A Message From Superintendent Tracy Wrend and Director of Nursing Services Jordan Myerson

As February break begins, we want to remind all of expectations, strategies and supports for staying safe.

What Families Need to Know

•   Staying home and with people in your household is still the lowest risk.

•   Gathering with people you do not live with is not recommended

•   The Health Department strongly advises against non-essential travel, even within Vermont. All leisure travel to and from Vermont requires quarantine. If you had COVID-19 or received a positive antibody test, you still must quarantine when you travel or return to Vermont under the current travel guidelines.  Those who have had two doses of a COVID-19 vaccine, and have allowed two weeks to pass, do not have to quarantine after travel. 

Prevention is the Key
To slow the spread of COVID-19 in Vermont, and to preserve in-person learning, this means that you are not allowed to gather with people you don’t live with under the current Vermont social gathering guidelines.

Which includes, but is not limited to, not participating in:

  • sleepovers;
  • indoor play dates; and
  • going to restaurants with non-household members.

Plan to Stay Safe
Our individual choices can have a large impact on the health of our community in this pandemic.
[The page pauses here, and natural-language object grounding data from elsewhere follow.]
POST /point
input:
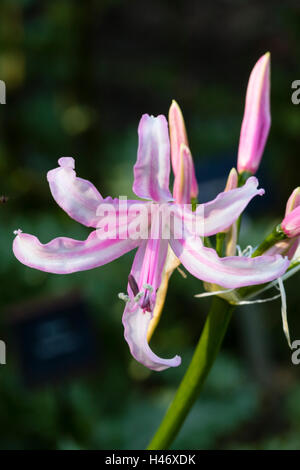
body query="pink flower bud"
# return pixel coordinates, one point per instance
(232, 181)
(257, 119)
(291, 223)
(183, 177)
(178, 137)
(293, 201)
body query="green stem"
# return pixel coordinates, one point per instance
(205, 354)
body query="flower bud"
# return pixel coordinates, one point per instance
(178, 137)
(257, 119)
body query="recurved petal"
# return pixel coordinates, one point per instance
(230, 272)
(77, 197)
(152, 168)
(65, 255)
(136, 324)
(217, 215)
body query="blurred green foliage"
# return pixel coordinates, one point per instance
(79, 75)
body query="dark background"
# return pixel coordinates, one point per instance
(79, 76)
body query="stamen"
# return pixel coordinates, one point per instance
(148, 287)
(138, 296)
(133, 285)
(123, 296)
(285, 324)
Last March, when schools and the economy shut down, we did not have choices about where we could go. Now we have more options, but making these decisions will affect others. All Vermonters should continue to follow this basic guidance:

•   When you go out to run errands, visit a trail, or something else, a quick and easy way to measure the risk is to look for these three things:

1. masks on faces;

2. six-foot spaces; and

3. uncrowded places.

*If any of these things are missing, come back another time.
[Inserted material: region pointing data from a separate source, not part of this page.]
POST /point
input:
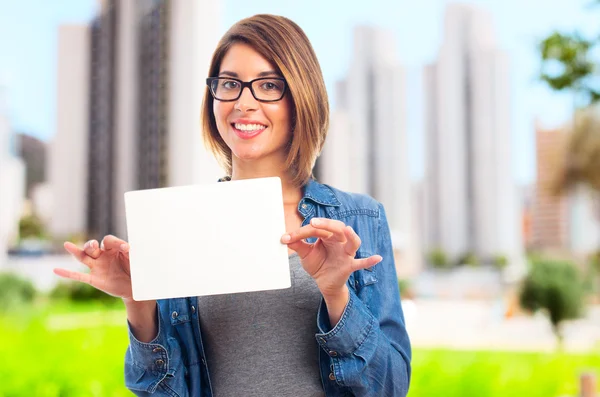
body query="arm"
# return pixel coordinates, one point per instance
(369, 347)
(153, 363)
•   If you’re sick, stay home.

•   Get tested if you have: any symptoms (even mild ones), been identified as a close contact of someone with COVID-19, traveled, or attended a social gathering.

•   Get your flu shot.

Manage Your Family’s Risk
Many families have been following the Vermont Department of Health’s guidance, and it’s great to share appreciation for your friends’ and neighbors’ sacrifices at this time. However, some will choose to travel and some will attend gatherings, and will need information about what to do next. It’s best to share this without shame or judgment — what’s important is protecting one another.

•   If you gather with another household, get tested as soon as 2 days after the gathering and then again 7 days following the gathering. Find out where to get tested here.

•   Quarantine. If your household traveled or gathered with anyone from out of state, everyone in both households must quarantine for 14 days, or 7 days with a negative test as long as they do not experience symptoms.  Quarantine means staying home and away from others. Do not go to work or bring kids to child care or go out to do errands or recreation. This helps to prevent the spread of COVID-19 before a person knows they are sick, or if they are infected with the virus and don’t have symptoms.

When to Say Yes

  • Express gratitude and give back to your community. Find a service project for the family to do together. Check with a local food bank, or the United Way for ideas.
  • Practice Random Acts of Kindness – shovel a neighbor’s driveway, deliver food, books, and games to families in quarantine.
  • Organize a virtual book, game, or movie club.
  • Go outside and play in the snow. Take a walk, hike, or go sledding.
  • Plan a winter scavenger hunt and search for different types of trees, wildlife, or stars (it gets dark early!).

Vermont is currently still in a State of Emergency. It is hard to balance our risk of getting sick and our human need for in-person connection, especially as these conditions continue. It’s been a long pandemic, and people are craving normalcy.  Please continue to have compassion for people during this challenging time, and have a safe and healthy winter break.